Do a cost-benefit analysis when you decide on repayment of loans: I have served three employers (including the current one) between 2015 and 2020, with no gap in employment. Recently, I transferred the employees’ provident fund (EPF) from the account with employer 1 to that of employer 2 and then this accumulated EPF to the account with employer 3. Can I now claim advance withdrawal? Will the EPFO office consider the total length of employment as five years, as the first contribution was made in 2015 by employer 1? Do they consider the age of universal account number (UAN) creation?
You have completed five years of continuous service. And yes, the service under the previous employers is also considered to calculate the continuous period of service. And in case of any withdrawal, the EPFO will consider the service rendered as five years and not the service of the current employer.
My father recently passed away, and I have received his pension of ₹38 lakh. I have a car loan outstanding balance of ₹10 lakh, a home loan outstanding balance of ₹28 lakh (6.7%), a top-up loan outstanding balance of ₹22 lakh (7.8%). I do not plan to close all my loans but want an optimum solution. Currently, I am getting a tax rebate on a home loan, but this can change next year; prepaying the car loan will fetch a penalty. I am unsure if I should invest some money in a gold loan scheme, put some money in public provident fund (PPF), some in debt mutual funds. I am not sure if investing in the share market is a wise decision considering there could be a market correction soon. I am a risk-averse investor.
—Name withheld on request
It is recommended that the loans be pruned down, and a cost-benefit analysis be done to decide on the repayment of loans. The benchmark, in this case, will be the reinvestment return. As you are risk-averse, the return on a debt mutual fund will be, let’s say, an average of 6%. And the key is to check if the cost of borrowing is higher than the said rate. In your case, a car loan can be repaid, as the cost of borrowing will be higher, but as there is a prepayment penalty, it needs to be evaluated accordingly. Likewise, the top-up loan can also be considered for repayment as you are not getting any tax benefit, thereby the cost of borrowing remains the same and is higher than the potential earning capacity. Only the housing loan can be continued, as the net cost of borrowing post tax savings will be lower than the potential earnings. The surplus of the corpus received from your father’s pension account can then be reinvested in PPF and debt mutual funds. You can even consider balanced advantage funds that dynamically manage the equity exposure. However, this is to be done only if you have a long-term investment plan and can consider taking some risk to the portfolio. This will enable you to generate inflation-adjusted returns if held for the long term.

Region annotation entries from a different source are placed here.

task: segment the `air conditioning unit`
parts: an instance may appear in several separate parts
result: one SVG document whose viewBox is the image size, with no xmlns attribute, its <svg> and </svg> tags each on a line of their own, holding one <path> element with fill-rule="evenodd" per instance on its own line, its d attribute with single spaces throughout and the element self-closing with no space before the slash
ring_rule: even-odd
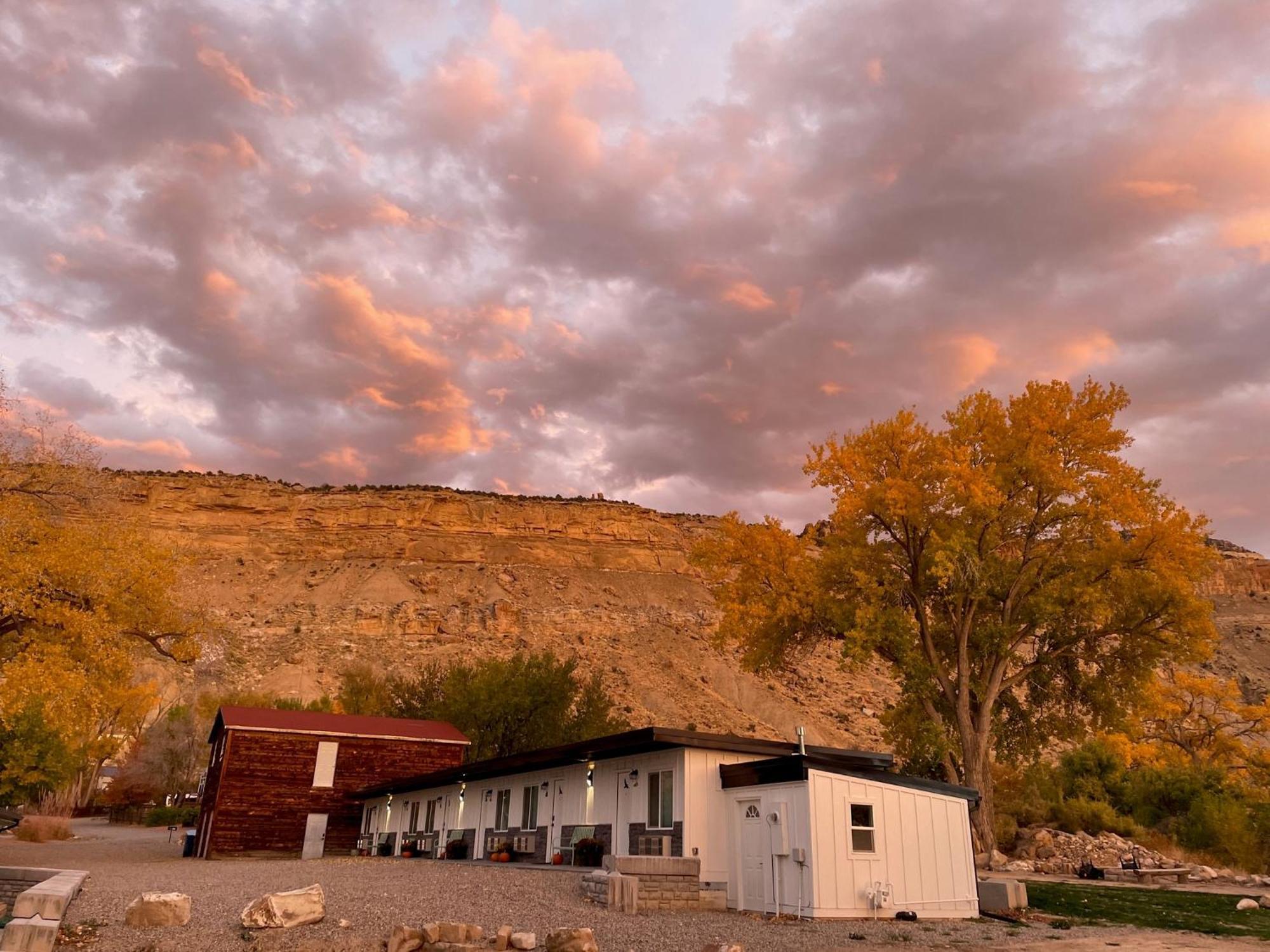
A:
<svg viewBox="0 0 1270 952">
<path fill-rule="evenodd" d="M 639 836 L 635 848 L 639 856 L 671 856 L 671 838 Z"/>
<path fill-rule="evenodd" d="M 532 853 L 537 847 L 537 842 L 538 838 L 532 834 L 525 836 L 513 836 L 512 849 L 514 849 L 517 853 Z"/>
</svg>

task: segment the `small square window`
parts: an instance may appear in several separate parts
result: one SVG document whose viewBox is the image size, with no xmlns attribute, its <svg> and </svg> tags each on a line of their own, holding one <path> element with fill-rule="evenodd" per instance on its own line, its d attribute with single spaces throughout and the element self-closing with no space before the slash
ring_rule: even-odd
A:
<svg viewBox="0 0 1270 952">
<path fill-rule="evenodd" d="M 851 803 L 851 852 L 874 853 L 872 803 Z"/>
</svg>

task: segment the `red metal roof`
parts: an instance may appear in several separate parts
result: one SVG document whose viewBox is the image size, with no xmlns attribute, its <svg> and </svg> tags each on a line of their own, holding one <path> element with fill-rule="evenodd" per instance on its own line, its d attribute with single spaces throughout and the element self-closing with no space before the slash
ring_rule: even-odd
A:
<svg viewBox="0 0 1270 952">
<path fill-rule="evenodd" d="M 334 715 L 325 711 L 276 711 L 271 707 L 222 707 L 212 725 L 211 741 L 221 726 L 232 730 L 329 734 L 344 737 L 391 737 L 470 744 L 455 725 L 444 721 L 411 721 L 405 717 Z"/>
</svg>

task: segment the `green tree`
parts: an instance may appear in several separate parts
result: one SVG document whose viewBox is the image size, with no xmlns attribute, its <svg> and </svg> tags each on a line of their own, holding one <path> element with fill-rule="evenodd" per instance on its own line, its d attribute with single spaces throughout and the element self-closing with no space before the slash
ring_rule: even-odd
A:
<svg viewBox="0 0 1270 952">
<path fill-rule="evenodd" d="M 413 675 L 381 678 L 367 666 L 344 673 L 340 704 L 357 713 L 450 721 L 467 735 L 469 758 L 484 760 L 624 730 L 626 720 L 598 674 L 550 651 L 517 652 Z"/>
<path fill-rule="evenodd" d="M 67 783 L 81 760 L 43 712 L 29 706 L 0 724 L 0 803 L 36 803 Z"/>
<path fill-rule="evenodd" d="M 392 703 L 387 683 L 367 664 L 354 664 L 340 674 L 335 703 L 343 713 L 382 715 Z"/>
<path fill-rule="evenodd" d="M 1111 720 L 1214 638 L 1195 592 L 1204 522 L 1121 456 L 1126 405 L 1120 387 L 1054 381 L 972 393 L 940 429 L 903 410 L 812 447 L 805 472 L 833 498 L 818 532 L 733 514 L 697 552 L 720 636 L 751 664 L 826 638 L 890 663 L 908 708 L 890 726 L 921 724 L 925 755 L 979 791 L 980 850 L 996 757 Z"/>
</svg>

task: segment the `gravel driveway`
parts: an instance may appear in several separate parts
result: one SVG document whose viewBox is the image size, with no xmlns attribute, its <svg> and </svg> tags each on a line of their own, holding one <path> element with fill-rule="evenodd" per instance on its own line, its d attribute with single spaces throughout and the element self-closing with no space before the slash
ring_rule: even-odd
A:
<svg viewBox="0 0 1270 952">
<path fill-rule="evenodd" d="M 110 826 L 103 820 L 76 820 L 75 840 L 18 843 L 0 836 L 0 864 L 88 869 L 91 877 L 71 905 L 67 923 L 97 923 L 99 952 L 253 952 L 253 949 L 348 949 L 370 952 L 396 923 L 455 919 L 493 930 L 507 923 L 536 932 L 540 941 L 552 928 L 591 927 L 605 952 L 698 952 L 709 942 L 742 942 L 747 952 L 784 949 L 810 952 L 895 952 L 919 948 L 1019 948 L 1020 941 L 1049 939 L 1046 949 L 1072 941 L 1097 939 L 1093 948 L 1133 930 L 1072 929 L 1062 938 L 1049 930 L 1010 929 L 983 922 L 766 922 L 737 913 L 657 913 L 626 915 L 585 902 L 578 873 L 480 863 L 438 863 L 427 859 L 333 858 L 320 861 L 182 859 L 179 838 L 168 843 L 164 829 Z M 251 899 L 276 890 L 320 882 L 326 892 L 326 919 L 293 930 L 244 933 L 239 913 Z M 141 891 L 187 892 L 193 916 L 184 929 L 141 932 L 124 927 L 123 909 Z M 348 920 L 347 928 L 339 920 Z M 1158 934 L 1157 934 L 1158 935 Z M 1190 944 L 1157 948 L 1200 948 Z M 1057 941 L 1054 941 L 1057 939 Z M 331 946 L 329 943 L 337 943 Z M 1223 948 L 1232 944 L 1224 943 Z M 1215 948 L 1215 947 L 1214 947 Z"/>
</svg>

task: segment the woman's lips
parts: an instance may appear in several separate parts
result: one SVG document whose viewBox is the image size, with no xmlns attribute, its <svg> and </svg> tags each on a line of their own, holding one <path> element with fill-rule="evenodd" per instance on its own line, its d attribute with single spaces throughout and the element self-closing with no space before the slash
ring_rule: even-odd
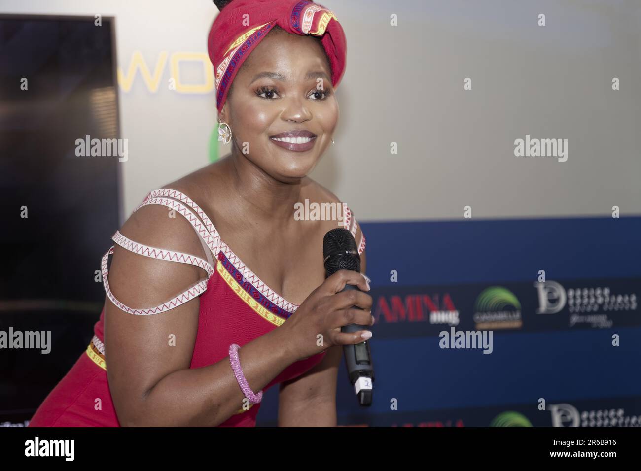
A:
<svg viewBox="0 0 641 471">
<path fill-rule="evenodd" d="M 294 151 L 295 152 L 304 152 L 305 151 L 309 151 L 314 146 L 314 142 L 316 141 L 316 136 L 314 136 L 312 138 L 283 138 L 282 140 L 276 140 L 276 138 L 271 137 L 269 140 L 284 149 L 287 149 L 289 151 Z M 289 141 L 289 142 L 288 142 Z M 303 141 L 300 144 L 297 142 L 297 141 Z M 304 141 L 307 141 L 306 142 Z"/>
</svg>

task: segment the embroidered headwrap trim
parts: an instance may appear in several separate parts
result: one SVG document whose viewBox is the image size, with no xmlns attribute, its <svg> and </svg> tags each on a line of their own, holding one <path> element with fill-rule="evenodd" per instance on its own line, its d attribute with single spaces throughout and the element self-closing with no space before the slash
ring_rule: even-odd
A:
<svg viewBox="0 0 641 471">
<path fill-rule="evenodd" d="M 250 24 L 244 24 L 247 19 Z M 347 40 L 333 12 L 310 0 L 232 0 L 216 17 L 207 41 L 219 112 L 240 66 L 276 24 L 289 33 L 321 37 L 332 85 L 338 87 L 345 72 Z"/>
</svg>

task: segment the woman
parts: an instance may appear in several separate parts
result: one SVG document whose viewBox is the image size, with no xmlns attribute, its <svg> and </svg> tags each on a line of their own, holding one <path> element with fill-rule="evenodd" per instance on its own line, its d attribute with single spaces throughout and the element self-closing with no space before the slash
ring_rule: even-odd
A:
<svg viewBox="0 0 641 471">
<path fill-rule="evenodd" d="M 253 426 L 276 384 L 279 425 L 336 425 L 341 345 L 369 338 L 340 327 L 373 324 L 372 299 L 339 292 L 369 290 L 360 274 L 324 279 L 337 221 L 292 216 L 307 199 L 344 208 L 364 272 L 353 215 L 306 176 L 338 120 L 344 34 L 308 0 L 217 5 L 208 48 L 231 153 L 151 192 L 116 231 L 94 339 L 29 426 Z"/>
</svg>

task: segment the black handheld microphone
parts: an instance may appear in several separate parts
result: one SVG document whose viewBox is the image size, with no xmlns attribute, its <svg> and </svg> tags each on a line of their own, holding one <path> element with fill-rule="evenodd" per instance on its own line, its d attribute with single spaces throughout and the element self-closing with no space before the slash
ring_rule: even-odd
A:
<svg viewBox="0 0 641 471">
<path fill-rule="evenodd" d="M 352 233 L 344 227 L 337 227 L 329 231 L 323 239 L 323 263 L 325 265 L 326 277 L 331 276 L 339 270 L 353 270 L 360 273 L 360 255 L 356 248 L 356 242 Z M 353 285 L 345 285 L 345 290 L 360 290 Z M 358 306 L 353 306 L 360 309 Z M 341 332 L 356 332 L 368 330 L 368 326 L 350 324 L 340 327 Z M 374 368 L 369 342 L 365 340 L 356 345 L 343 345 L 345 365 L 347 368 L 349 383 L 354 386 L 354 392 L 358 397 L 361 406 L 372 405 L 372 393 L 374 383 Z"/>
</svg>

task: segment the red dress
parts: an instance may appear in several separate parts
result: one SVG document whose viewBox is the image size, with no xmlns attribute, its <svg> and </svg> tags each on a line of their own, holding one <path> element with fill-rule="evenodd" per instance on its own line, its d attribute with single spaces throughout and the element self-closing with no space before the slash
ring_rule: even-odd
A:
<svg viewBox="0 0 641 471">
<path fill-rule="evenodd" d="M 147 204 L 165 206 L 187 218 L 209 248 L 211 253 L 207 254 L 208 260 L 138 244 L 119 231 L 112 238 L 113 240 L 140 255 L 200 267 L 207 272 L 208 279 L 155 308 L 133 309 L 116 299 L 109 289 L 107 261 L 108 256 L 113 252 L 114 246 L 112 246 L 105 253 L 102 261 L 105 292 L 107 297 L 119 308 L 140 315 L 158 314 L 200 296 L 198 331 L 190 368 L 201 368 L 226 358 L 230 344 L 237 343 L 242 347 L 282 325 L 296 311 L 297 305 L 274 292 L 234 254 L 221 240 L 210 219 L 187 195 L 169 188 L 154 190 L 135 211 Z M 342 204 L 344 227 L 355 235 L 358 223 L 347 205 Z M 362 231 L 359 253 L 365 249 L 365 244 Z M 120 426 L 107 381 L 103 343 L 104 318 L 103 309 L 94 327 L 94 338 L 87 350 L 45 399 L 31 418 L 29 427 Z M 325 352 L 322 352 L 290 365 L 263 390 L 303 374 L 318 363 L 324 354 Z M 98 398 L 101 402 L 100 407 L 97 405 Z M 249 410 L 239 409 L 219 426 L 255 426 L 260 403 L 250 405 Z"/>
</svg>

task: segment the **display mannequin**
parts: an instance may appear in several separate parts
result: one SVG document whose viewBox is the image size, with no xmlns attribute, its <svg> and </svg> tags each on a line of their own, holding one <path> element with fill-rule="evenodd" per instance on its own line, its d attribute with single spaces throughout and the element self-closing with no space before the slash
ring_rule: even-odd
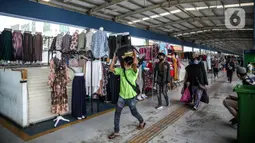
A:
<svg viewBox="0 0 255 143">
<path fill-rule="evenodd" d="M 206 62 L 207 62 L 207 68 L 210 71 L 212 69 L 212 57 L 210 54 L 206 57 Z"/>
<path fill-rule="evenodd" d="M 78 40 L 78 51 L 85 51 L 85 46 L 86 46 L 86 32 L 87 30 L 84 29 L 80 34 L 79 34 L 79 40 Z"/>
<path fill-rule="evenodd" d="M 79 30 L 76 30 L 73 33 L 73 36 L 72 36 L 72 42 L 71 42 L 70 50 L 77 50 L 77 47 L 78 47 L 78 37 L 79 37 Z"/>
<path fill-rule="evenodd" d="M 86 46 L 85 46 L 85 51 L 89 51 L 91 50 L 91 44 L 92 44 L 92 36 L 93 36 L 93 29 L 90 29 L 87 33 L 86 33 Z"/>
<path fill-rule="evenodd" d="M 166 100 L 166 106 L 169 106 L 169 98 L 167 95 L 167 85 L 171 81 L 170 77 L 170 65 L 167 61 L 165 61 L 165 54 L 159 53 L 158 54 L 159 62 L 156 64 L 155 72 L 154 72 L 154 83 L 157 85 L 157 91 L 158 91 L 158 106 L 156 109 L 162 109 L 162 95 L 164 95 Z"/>
<path fill-rule="evenodd" d="M 62 40 L 62 51 L 67 52 L 70 51 L 72 36 L 70 35 L 70 32 L 68 31 Z"/>
<path fill-rule="evenodd" d="M 76 58 L 69 61 L 69 68 L 74 72 L 72 84 L 72 115 L 78 120 L 86 118 L 86 91 L 82 65 Z"/>
<path fill-rule="evenodd" d="M 64 33 L 63 32 L 58 34 L 57 40 L 56 40 L 56 50 L 62 50 L 63 37 L 64 37 Z"/>
</svg>

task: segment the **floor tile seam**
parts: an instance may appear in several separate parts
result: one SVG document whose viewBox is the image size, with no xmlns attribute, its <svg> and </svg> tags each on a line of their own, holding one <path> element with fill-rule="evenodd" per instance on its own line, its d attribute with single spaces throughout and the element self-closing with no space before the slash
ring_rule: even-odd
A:
<svg viewBox="0 0 255 143">
<path fill-rule="evenodd" d="M 164 130 L 165 127 L 168 127 L 169 125 L 171 125 L 171 124 L 173 124 L 175 121 L 177 121 L 177 120 L 185 113 L 185 109 L 186 109 L 186 107 L 181 107 L 181 108 L 177 109 L 177 110 L 175 111 L 175 114 L 172 114 L 172 115 L 175 115 L 175 117 L 172 118 L 171 121 L 167 121 L 167 119 L 169 119 L 169 118 L 165 117 L 165 120 L 166 120 L 167 122 L 164 123 L 164 124 L 162 124 L 162 126 L 156 126 L 156 127 L 159 129 L 159 130 L 157 130 L 156 132 L 155 132 L 155 131 L 151 131 L 152 128 L 150 127 L 150 128 L 148 128 L 149 133 L 148 133 L 148 130 L 147 130 L 147 131 L 143 131 L 143 134 L 144 134 L 144 132 L 146 132 L 147 134 L 150 135 L 149 138 L 155 137 L 155 134 L 157 134 L 158 132 L 160 133 L 161 131 Z M 178 115 L 178 116 L 177 116 L 177 115 Z M 164 126 L 163 126 L 163 125 L 164 125 Z M 154 125 L 153 125 L 153 126 L 154 126 Z M 152 126 L 152 127 L 153 127 L 153 126 Z M 155 126 L 154 126 L 153 128 L 155 128 Z M 147 134 L 146 134 L 146 135 L 147 135 Z M 138 135 L 136 135 L 136 136 L 138 136 L 138 138 L 133 137 L 133 139 L 132 139 L 131 141 L 136 141 L 136 140 L 139 140 L 140 138 L 144 138 L 144 136 L 143 136 L 142 134 L 138 134 Z M 147 137 L 147 138 L 148 138 L 148 137 Z"/>
</svg>

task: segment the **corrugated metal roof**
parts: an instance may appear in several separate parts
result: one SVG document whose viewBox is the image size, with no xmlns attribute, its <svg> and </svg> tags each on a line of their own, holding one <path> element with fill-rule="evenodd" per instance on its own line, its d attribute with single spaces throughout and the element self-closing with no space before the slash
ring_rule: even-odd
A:
<svg viewBox="0 0 255 143">
<path fill-rule="evenodd" d="M 123 24 L 129 22 L 131 26 L 160 31 L 185 41 L 199 43 L 211 38 L 204 43 L 219 46 L 220 49 L 240 52 L 253 47 L 252 40 L 247 40 L 253 38 L 253 34 L 249 34 L 253 33 L 253 0 L 51 0 L 48 3 L 108 20 L 115 19 Z M 237 7 L 246 12 L 245 28 L 248 29 L 242 32 L 225 26 L 224 12 L 235 7 L 234 4 L 239 4 Z M 231 31 L 231 34 L 219 34 L 215 29 Z M 242 41 L 240 33 L 249 37 Z M 231 37 L 231 41 L 229 36 L 240 40 Z M 212 40 L 214 37 L 216 40 Z"/>
</svg>

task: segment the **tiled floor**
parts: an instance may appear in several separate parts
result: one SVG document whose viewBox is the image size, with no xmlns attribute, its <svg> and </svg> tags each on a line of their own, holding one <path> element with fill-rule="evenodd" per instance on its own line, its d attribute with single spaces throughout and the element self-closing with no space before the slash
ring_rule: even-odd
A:
<svg viewBox="0 0 255 143">
<path fill-rule="evenodd" d="M 211 78 L 211 76 L 209 76 Z M 239 82 L 232 84 L 225 82 L 225 74 L 217 81 L 210 80 L 208 87 L 210 103 L 203 104 L 199 111 L 188 111 L 179 120 L 164 127 L 165 130 L 158 132 L 151 143 L 232 143 L 236 139 L 236 129 L 228 124 L 231 115 L 222 105 L 222 101 L 228 94 L 233 93 L 233 87 Z M 235 79 L 237 80 L 237 79 Z M 146 129 L 169 116 L 177 109 L 183 107 L 179 102 L 181 87 L 169 92 L 171 106 L 162 110 L 156 110 L 157 98 L 153 96 L 137 104 L 138 111 L 147 122 Z M 128 142 L 139 133 L 136 130 L 138 121 L 131 115 L 129 108 L 124 108 L 121 116 L 121 136 L 114 140 L 108 140 L 107 135 L 113 131 L 114 112 L 106 113 L 96 118 L 86 120 L 59 131 L 41 136 L 29 143 L 105 143 L 105 142 Z M 21 139 L 0 126 L 0 143 L 23 143 Z"/>
</svg>

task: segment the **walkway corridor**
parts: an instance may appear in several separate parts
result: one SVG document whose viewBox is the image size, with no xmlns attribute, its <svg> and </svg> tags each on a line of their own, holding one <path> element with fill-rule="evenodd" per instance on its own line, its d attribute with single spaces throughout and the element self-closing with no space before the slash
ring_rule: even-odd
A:
<svg viewBox="0 0 255 143">
<path fill-rule="evenodd" d="M 237 130 L 228 121 L 231 115 L 224 108 L 222 101 L 233 93 L 233 87 L 240 83 L 234 78 L 232 84 L 226 82 L 225 73 L 214 80 L 208 75 L 208 94 L 210 103 L 202 104 L 198 111 L 187 108 L 179 102 L 181 87 L 169 92 L 171 106 L 156 110 L 157 99 L 153 97 L 139 102 L 137 108 L 145 118 L 147 126 L 143 131 L 137 131 L 138 124 L 131 115 L 129 108 L 124 108 L 121 116 L 121 136 L 108 140 L 113 131 L 114 112 L 74 124 L 56 132 L 38 137 L 28 143 L 232 143 L 236 140 Z M 158 128 L 160 127 L 160 128 Z M 23 143 L 4 127 L 0 126 L 1 143 Z"/>
</svg>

I retired in February 2019. and received the final payment of employees’ provident fund (EPF) on 11 July 2019. Will the final payment of EPF received be taxable, since I will file my income tax return for FY20?
—Name withheld on request
In your case, the most important thing is the period of continuous service, i.e., if you have retired from your job after the completion of at least five years of continuous service, which also includes any change in employment during the period of five years. In that case, the full and final payment of provident fund will be tax free in your hands.